Get rich and Kiss goodbye to poverty

Gene Simmons wants you to be rich and powerful, but it's not going to be easy. You need to learn English, wake up early, turn off the TV and study.

Gene Simmons

Gene Simmons wants you to be rich and powerful, but it’s not going to be easy. You need to learn English, wake up early, turn off the TV and study.

“I want to shake you up and tell you a real harsh truth. The world doesn’t need you,” he said. “The only way you’re going to become rich and powerful is if you stand up on your hind legs. You’re only going to get the respect you demand.”

Simmons, the co-founder and bassist for the rock band Kiss, is brutal in his advice. Women, choose between a career or a family. Guys, get rid of your worthless friends. Above all, don’t listen to the self-esteem movement or be politically correct. Simmons is here to demand that you drop and give him 20.

“I want to be your drill sergeant and piss you off so that you wake up and smell the coffee, and go out there and become that rich and powerful person you deserve to be,” he said. “You cannot fail in America.”

Simmons is an entrepreneur who came to America with no money and no English.
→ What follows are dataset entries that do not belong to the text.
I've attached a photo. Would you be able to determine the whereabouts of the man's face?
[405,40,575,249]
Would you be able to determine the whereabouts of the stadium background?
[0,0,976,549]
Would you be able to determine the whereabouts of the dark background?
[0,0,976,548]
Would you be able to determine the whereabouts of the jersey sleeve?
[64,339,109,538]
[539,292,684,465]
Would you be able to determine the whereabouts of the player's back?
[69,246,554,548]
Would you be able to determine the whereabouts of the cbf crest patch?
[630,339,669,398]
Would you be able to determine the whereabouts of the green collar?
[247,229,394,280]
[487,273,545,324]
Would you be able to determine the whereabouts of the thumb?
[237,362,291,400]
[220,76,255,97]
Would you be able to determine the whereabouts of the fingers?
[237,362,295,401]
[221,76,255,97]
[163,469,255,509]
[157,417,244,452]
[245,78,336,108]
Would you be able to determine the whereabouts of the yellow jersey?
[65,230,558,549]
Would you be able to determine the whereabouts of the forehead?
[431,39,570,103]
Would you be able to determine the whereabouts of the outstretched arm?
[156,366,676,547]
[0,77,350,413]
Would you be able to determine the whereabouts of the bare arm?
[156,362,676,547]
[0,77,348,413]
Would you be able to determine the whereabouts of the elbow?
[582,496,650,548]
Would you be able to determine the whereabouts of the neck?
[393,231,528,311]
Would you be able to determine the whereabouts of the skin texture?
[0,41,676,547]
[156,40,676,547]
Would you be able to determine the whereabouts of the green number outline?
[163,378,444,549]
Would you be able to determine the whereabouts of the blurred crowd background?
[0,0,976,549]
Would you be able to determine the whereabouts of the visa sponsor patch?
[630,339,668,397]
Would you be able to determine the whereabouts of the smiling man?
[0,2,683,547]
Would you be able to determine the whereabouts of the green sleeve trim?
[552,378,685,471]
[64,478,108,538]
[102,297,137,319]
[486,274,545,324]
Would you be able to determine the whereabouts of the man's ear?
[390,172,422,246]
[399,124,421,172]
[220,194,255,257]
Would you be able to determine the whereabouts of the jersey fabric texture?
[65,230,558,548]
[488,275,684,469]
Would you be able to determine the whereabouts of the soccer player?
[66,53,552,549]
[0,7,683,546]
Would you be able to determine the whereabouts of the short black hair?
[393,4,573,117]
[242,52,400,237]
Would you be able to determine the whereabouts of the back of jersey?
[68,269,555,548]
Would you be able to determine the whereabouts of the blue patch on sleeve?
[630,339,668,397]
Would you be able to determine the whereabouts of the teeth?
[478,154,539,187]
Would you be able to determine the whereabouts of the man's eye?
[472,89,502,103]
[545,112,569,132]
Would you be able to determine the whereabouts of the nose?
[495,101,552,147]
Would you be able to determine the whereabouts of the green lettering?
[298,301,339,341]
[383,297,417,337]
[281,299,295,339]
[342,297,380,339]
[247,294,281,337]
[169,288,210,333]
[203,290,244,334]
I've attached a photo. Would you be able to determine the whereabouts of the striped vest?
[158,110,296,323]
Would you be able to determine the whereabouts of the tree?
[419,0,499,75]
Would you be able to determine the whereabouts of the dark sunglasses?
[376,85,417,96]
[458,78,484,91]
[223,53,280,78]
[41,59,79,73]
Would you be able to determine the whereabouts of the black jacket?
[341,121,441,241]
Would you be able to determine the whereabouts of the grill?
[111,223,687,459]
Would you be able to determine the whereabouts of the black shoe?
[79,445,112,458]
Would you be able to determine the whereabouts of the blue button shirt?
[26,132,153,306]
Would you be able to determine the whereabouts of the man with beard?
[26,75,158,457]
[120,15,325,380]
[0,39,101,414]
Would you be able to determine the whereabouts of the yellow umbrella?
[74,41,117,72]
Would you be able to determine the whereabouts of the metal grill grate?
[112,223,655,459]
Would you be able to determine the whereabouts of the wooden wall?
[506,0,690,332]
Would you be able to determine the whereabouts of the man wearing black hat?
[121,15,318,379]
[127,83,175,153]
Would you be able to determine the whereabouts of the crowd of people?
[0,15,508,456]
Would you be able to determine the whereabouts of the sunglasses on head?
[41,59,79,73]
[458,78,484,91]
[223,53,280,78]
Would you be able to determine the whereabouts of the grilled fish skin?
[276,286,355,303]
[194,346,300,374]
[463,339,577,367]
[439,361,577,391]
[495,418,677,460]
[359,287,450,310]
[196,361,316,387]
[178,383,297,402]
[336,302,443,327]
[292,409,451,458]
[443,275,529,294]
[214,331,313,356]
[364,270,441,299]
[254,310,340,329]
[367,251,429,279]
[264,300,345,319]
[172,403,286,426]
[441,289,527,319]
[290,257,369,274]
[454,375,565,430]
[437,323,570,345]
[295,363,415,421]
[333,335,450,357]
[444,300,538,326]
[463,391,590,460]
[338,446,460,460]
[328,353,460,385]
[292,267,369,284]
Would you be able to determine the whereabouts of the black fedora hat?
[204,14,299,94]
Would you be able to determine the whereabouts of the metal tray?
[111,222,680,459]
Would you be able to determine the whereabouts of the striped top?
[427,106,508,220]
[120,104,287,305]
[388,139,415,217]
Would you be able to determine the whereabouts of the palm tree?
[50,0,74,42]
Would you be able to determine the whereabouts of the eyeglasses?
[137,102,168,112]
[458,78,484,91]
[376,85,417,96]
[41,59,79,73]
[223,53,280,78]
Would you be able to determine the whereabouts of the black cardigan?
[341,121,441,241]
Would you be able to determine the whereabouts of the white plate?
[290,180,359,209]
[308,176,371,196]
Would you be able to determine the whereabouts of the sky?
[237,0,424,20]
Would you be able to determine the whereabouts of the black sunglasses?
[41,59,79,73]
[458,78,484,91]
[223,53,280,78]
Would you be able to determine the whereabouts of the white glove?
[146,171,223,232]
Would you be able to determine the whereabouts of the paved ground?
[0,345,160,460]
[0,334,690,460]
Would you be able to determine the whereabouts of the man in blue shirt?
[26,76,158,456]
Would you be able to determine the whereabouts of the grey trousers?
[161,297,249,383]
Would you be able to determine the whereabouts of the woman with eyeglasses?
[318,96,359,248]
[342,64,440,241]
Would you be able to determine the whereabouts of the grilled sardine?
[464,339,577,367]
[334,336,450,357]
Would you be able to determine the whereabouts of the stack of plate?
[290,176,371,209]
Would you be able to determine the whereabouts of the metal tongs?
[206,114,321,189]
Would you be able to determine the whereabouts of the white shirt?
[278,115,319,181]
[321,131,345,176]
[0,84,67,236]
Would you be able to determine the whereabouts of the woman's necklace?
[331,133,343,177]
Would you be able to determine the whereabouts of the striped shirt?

He’s become a millionaire with a hand in a restaurant franchise, a wealth management services firm and a magazine. Now he is ready to reveal the principles he’s learned in his book, “On Power,” part guidebook, part self-help manual, with several profiles of people we should admire, like Oprah Winfrey and Warren Buffett.

In person, Simmons is a joker and a wordsmith who loves attention. He wags his tongue to whoever asks and glad-hands strangers like a politician. He likes to wear a ball cap decorated with a picture of a sack of money that he’s trademarked. He puns outrageously “Close but no guitar,” he says at one point. “See what I did there?”

Simmons is a curious mix of things. He’s a hawk on foreign policy, no fan of unions or socialism, but a liberal when it comes to social issues. “You want to get married to a rock? Or change your sex? Go to Mars and become a Martian religious fanatic? I really don’t care,” he said.

He has boasted of his sexual conquests but is a long-married teetotaler. He can quote Kierkegaard and Kant and speaks four languages, but blames the global financial meltdown on greedy borrowers.

He believes we’re still basically hunter-gatherers, with men awash with testosterone and only vaguely civilized. He applauds the wave of women these days calling out men for sexual misconduct.

“There will always be bad guys, don’t kid yourself. The best thing that’s happening now is the female of the species is standing up collectively and saying, ‘That’s enough.’ Good for women. That should always have been the case.”

His advice to gaining wealth is simple.

Start a limited liability partnership in your home, use social media and deduct your costs from taxes. You can keep your old job until the rewards flow in. If they don’t? You can declare bankruptcy and “then you can start again.”

“It doesn’t have to be a new or original idea. It can be a stupid idea,” he said. “Some of the dumbest people have become enormously successful.”